Sementara itu, juru bicara Meta menyatakan bahwa penggunaan langganan perusahaan sebagai alternatif dari iklan adalah "model bisnis yang sudah mapan di banyak industri".
"Kami merancang Subscription for No Ads untuk mengatasi beberapa kewajiban peraturan yang tumpang tindih, termasuk DMA ... kami akan terus terlibat secara konstruktif dengan Komisi," lanjut mereka.
Alphabet telah dihubungi untuk dimintai komentar.
Dalam rilisnya, Uni Eropa menyatakan bahwa mereka akan menyelidiki empat jenis ketidakpatuhan utama:
1.Apple dan Alphabet tidak mengizinkan aplikasi untuk berkomunikasi secara bebas dengan pengguna dan membuat kontrak dengan mereka.

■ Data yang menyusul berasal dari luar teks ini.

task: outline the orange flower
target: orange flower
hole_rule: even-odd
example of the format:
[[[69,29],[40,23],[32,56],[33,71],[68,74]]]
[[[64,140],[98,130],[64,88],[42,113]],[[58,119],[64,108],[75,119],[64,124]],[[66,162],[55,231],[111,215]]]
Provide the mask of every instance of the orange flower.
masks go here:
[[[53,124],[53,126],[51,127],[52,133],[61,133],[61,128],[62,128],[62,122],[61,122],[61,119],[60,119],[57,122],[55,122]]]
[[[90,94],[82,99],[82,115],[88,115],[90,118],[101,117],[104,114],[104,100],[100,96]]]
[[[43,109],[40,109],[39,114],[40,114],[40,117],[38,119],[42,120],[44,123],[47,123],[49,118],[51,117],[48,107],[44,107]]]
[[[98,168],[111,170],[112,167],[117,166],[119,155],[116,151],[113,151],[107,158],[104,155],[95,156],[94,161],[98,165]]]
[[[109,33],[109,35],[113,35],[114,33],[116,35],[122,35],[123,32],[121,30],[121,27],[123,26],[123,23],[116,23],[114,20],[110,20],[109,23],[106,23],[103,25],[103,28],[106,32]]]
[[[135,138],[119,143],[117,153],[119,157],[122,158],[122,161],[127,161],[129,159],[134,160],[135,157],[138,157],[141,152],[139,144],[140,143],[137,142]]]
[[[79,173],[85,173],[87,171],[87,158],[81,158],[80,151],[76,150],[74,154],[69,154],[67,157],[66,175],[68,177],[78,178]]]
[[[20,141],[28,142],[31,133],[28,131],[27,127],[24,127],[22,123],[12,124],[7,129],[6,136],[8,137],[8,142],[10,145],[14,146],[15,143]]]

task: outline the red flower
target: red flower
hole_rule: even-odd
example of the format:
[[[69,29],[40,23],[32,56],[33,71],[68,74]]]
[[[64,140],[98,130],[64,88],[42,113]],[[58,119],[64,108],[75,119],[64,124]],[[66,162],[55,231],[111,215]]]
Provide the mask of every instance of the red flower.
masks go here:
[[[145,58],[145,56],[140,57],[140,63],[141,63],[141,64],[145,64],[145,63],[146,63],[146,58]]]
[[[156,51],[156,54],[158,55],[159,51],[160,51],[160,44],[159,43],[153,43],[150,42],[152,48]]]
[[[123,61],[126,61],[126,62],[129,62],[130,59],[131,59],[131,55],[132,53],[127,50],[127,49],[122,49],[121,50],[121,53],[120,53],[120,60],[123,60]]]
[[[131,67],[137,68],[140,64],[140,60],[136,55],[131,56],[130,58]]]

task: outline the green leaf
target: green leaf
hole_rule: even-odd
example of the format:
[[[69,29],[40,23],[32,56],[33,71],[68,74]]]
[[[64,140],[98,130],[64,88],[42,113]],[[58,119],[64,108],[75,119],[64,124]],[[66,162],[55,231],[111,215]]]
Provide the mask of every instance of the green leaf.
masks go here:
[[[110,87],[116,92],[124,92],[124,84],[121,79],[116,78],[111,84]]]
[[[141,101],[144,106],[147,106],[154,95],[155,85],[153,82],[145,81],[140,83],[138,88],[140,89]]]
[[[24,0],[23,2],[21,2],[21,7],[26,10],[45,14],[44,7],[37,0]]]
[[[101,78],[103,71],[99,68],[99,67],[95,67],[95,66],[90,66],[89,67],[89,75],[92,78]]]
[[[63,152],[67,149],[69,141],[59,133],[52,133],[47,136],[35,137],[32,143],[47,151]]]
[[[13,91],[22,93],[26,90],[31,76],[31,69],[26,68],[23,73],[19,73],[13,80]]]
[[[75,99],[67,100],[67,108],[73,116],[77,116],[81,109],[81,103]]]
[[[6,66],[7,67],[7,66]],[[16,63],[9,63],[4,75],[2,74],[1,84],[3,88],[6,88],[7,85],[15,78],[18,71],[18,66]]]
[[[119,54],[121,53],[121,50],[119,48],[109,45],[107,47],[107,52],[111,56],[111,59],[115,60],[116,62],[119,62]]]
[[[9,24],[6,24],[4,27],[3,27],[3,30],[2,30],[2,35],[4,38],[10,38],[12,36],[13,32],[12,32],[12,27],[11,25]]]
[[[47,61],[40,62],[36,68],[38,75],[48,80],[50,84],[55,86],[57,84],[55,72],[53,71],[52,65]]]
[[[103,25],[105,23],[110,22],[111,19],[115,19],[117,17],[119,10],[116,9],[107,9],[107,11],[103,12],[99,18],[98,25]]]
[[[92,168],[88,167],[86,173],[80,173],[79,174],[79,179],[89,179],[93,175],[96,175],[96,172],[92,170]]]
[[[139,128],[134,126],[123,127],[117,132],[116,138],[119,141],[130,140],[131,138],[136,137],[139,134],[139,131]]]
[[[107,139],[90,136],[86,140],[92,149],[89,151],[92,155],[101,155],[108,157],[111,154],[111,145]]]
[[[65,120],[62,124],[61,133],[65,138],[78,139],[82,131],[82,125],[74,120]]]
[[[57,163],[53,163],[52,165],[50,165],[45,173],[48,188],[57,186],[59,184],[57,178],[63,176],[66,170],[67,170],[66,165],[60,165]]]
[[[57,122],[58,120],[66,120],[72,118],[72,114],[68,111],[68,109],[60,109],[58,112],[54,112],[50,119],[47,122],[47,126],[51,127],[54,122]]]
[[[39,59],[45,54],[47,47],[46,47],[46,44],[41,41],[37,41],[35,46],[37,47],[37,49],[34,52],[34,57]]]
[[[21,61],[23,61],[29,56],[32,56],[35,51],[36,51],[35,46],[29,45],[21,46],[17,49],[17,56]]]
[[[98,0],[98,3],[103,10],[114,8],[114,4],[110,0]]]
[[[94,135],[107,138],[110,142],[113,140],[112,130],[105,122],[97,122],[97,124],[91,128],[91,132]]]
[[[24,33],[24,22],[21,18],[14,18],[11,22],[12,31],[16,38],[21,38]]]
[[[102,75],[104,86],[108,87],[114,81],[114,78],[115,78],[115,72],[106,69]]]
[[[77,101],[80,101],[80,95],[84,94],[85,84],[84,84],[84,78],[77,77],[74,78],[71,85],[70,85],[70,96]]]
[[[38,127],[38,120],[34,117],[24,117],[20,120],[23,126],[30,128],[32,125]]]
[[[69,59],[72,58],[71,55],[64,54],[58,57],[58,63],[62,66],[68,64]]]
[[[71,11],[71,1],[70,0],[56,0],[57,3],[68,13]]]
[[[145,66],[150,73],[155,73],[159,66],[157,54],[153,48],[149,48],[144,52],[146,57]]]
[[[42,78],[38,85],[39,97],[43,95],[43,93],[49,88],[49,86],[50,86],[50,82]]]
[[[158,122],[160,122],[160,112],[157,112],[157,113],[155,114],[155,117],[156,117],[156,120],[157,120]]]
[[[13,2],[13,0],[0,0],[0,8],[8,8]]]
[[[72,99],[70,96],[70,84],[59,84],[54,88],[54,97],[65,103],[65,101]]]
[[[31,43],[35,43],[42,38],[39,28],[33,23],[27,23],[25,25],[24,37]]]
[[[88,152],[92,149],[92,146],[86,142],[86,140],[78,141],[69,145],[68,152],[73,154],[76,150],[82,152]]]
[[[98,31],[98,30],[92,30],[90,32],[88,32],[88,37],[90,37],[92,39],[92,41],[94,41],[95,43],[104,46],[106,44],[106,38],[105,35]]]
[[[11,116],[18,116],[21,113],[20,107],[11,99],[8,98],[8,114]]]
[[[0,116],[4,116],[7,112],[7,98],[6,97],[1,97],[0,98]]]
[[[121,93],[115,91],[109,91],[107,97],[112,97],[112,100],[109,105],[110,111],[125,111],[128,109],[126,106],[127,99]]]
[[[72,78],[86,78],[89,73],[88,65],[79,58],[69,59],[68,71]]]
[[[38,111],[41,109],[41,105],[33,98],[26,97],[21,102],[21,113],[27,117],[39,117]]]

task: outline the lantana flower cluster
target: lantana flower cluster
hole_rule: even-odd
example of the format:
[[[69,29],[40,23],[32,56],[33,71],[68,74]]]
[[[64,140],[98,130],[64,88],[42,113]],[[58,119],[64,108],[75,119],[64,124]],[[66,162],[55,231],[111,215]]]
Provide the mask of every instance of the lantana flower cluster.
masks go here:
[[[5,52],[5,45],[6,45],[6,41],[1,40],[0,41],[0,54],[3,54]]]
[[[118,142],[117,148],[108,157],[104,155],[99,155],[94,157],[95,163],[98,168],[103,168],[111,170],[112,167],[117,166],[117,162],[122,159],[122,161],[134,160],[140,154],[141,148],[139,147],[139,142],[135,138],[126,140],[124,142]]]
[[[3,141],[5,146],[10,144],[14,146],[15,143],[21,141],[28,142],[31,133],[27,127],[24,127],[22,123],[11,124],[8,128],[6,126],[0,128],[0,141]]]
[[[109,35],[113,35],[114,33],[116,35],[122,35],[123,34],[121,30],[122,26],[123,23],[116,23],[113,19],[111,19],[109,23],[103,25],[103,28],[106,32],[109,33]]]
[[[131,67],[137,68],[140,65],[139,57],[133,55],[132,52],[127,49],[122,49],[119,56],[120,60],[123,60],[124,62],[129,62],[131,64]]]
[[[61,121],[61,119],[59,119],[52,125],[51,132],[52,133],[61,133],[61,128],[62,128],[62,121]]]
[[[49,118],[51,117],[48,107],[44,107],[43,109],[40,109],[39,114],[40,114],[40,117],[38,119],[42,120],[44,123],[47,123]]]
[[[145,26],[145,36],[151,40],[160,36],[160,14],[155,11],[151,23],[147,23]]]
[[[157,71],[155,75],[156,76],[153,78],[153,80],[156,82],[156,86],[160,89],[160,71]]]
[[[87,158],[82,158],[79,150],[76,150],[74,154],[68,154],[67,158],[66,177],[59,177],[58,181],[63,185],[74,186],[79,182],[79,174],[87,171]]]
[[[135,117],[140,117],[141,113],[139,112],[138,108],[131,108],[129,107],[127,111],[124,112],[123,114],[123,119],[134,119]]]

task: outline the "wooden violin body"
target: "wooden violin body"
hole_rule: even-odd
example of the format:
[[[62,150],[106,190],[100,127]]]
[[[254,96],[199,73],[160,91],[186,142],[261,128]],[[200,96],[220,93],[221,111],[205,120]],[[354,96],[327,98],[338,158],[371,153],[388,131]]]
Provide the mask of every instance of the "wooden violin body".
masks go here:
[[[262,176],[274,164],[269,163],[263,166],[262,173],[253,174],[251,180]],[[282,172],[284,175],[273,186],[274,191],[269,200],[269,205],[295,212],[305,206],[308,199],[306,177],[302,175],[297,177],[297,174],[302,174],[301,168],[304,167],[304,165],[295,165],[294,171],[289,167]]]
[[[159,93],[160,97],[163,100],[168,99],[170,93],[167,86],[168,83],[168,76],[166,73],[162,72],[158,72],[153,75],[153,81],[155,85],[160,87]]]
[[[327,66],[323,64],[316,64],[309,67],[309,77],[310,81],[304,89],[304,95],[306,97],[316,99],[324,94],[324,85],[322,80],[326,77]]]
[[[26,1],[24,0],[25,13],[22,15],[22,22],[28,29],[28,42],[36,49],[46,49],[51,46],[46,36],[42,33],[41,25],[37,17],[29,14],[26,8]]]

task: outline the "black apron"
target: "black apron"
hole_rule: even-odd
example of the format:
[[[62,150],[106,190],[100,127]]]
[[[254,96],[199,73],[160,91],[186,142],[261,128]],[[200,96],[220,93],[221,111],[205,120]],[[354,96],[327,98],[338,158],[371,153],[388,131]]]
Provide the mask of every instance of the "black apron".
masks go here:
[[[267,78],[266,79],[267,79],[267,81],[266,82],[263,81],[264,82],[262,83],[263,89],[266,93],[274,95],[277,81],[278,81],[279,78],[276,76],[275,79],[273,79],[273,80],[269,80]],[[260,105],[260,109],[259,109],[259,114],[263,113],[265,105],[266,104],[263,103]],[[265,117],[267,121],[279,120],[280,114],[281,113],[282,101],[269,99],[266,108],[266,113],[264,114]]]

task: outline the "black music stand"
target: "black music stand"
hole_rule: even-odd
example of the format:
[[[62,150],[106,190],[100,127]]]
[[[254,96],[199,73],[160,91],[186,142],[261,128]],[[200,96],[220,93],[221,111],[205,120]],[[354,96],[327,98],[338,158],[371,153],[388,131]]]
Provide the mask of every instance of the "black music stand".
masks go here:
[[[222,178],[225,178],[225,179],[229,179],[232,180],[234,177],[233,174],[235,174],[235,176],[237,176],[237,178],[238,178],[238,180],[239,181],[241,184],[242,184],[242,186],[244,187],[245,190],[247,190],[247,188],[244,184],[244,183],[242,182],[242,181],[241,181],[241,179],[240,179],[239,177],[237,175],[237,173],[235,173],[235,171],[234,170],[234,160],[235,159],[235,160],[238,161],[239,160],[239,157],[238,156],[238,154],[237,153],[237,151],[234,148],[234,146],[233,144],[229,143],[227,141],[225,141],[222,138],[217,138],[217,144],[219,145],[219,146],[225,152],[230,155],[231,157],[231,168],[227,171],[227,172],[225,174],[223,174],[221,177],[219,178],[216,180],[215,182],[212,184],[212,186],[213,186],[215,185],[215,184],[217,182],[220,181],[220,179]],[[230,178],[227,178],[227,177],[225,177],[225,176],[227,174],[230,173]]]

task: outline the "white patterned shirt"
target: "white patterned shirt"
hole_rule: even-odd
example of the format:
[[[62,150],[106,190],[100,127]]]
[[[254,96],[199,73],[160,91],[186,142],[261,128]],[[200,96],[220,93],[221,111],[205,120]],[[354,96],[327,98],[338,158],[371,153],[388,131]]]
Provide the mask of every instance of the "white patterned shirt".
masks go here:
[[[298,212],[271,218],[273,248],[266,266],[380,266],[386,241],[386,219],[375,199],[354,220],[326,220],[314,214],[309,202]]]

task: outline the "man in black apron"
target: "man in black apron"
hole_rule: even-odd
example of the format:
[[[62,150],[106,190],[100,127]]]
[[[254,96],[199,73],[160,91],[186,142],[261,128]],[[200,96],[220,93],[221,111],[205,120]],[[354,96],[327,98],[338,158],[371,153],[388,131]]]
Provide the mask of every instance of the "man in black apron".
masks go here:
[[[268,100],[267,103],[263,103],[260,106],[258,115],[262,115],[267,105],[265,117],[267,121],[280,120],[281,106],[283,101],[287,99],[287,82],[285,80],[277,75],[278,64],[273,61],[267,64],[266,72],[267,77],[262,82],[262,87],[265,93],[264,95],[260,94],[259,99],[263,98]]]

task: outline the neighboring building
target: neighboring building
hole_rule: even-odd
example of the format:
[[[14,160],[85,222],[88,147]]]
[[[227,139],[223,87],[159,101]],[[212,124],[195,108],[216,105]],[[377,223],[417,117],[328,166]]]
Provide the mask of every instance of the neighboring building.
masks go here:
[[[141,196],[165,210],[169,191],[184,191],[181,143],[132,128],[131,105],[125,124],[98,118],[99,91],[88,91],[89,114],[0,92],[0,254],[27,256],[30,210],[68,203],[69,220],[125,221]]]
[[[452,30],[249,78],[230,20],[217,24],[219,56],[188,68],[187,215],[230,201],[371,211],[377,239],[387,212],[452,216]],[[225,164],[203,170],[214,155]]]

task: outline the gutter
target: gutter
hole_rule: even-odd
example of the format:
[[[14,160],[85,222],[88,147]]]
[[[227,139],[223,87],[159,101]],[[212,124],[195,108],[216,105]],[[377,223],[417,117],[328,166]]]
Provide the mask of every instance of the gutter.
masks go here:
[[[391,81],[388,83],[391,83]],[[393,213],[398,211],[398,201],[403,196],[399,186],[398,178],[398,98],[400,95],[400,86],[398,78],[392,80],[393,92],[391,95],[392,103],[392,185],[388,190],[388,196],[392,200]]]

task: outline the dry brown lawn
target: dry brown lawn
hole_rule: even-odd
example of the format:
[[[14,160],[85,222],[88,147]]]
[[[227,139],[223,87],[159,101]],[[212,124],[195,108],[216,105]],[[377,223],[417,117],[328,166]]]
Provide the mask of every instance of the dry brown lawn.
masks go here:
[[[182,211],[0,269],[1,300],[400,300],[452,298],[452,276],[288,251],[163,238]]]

2.Apple tidak memberikan pilihan yang cukup kepada pengguna.
3.Meta menagih biaya secara tidak adil kepada pengguna agar data mereka tidak digunakan untuk iklan.
4.Google lebih memilih barang dan layanannya sendiri dalam hasil pencarian.
Anti Pengarahan
Dua investigasi pertama dari penyelidikan ini mencakup "anti-pengarahan," dan UE mengklaim bahwa perusahaan-perusahaan tersebut mempersulit aplikasi untuk memberi tahu pelanggan tentang cara-cara untuk membayar lebih murah untuk layanan mereka selain melalui opsi pembayaran di toko aplikasi itu sendiri.
Di bawah poin ketiga, Uni Eropa menyatakan bahwa Apple harus mengizinkan pelanggan untuk dengan mudah menghapus aplikasi dari perangkat mereka, mengubah pengaturan default, dan menawarkan "layar pilihan" untuk memungkinkan mereka menggunakan peramban atau mesin pencari yang berbeda.